In PIG how to project disambiguited field present in bag?


I have something like this :

  joined = JOIN A BY F1, B BY F1 ;
  joinOutput = FOREACH joined GENERATE A::f3 AS f3, A::f4 AS f4, B::f5 AS f5 ;
  grouped = GROUP joinOutput BY f3 ;
  countOutput = FOREACH grouped FLATTEN(joinOutput) , count(f5) as COUNT ;

if I do """ DESCRIBE countOutput """ then I get following:

 countOutput = { joinOutput::f3 :chararray, joinOutput::f4 :int, COUNT :int }

Now if I try to reference f3 with respect to "countOutput" i.e. countOutput.f3 I get error saying invalid field projection.

So my question is how do I project field f3 with respect to countOutput.

I haven't tried this is yet if this is correct but I could think of following ways -

 countOutput.joinOutput::f3    

Not sure though if this is correct way.

Any help is appreciated.


Solution

  • ok, found solution after trying out few things.

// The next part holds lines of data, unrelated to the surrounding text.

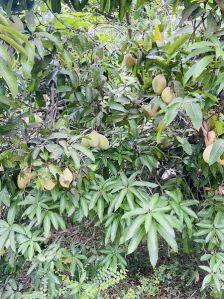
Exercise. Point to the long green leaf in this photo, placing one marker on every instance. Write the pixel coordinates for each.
(152, 244)
(194, 112)
(8, 75)
(217, 151)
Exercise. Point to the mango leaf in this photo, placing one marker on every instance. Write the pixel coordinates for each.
(173, 47)
(152, 244)
(171, 113)
(8, 75)
(217, 151)
(84, 150)
(122, 8)
(187, 13)
(197, 69)
(56, 6)
(194, 112)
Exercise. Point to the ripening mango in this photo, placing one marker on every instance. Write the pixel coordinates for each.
(24, 178)
(159, 84)
(167, 95)
(48, 184)
(66, 178)
(210, 138)
(129, 60)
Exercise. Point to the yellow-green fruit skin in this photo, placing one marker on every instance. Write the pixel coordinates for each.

I found that you can specify schema explicitly when you FLATTEN.

    So this particular step can be re-written as follows :

     countOutput = FOREACH grouped FLATTEN(joinOutput) AS ( f3 :chararray, f4: int) , count(f5) as COUNT ;
    

    Now I can directly reference flattened fields with respect to outer relation. Hope this helps if someone runs into same problem.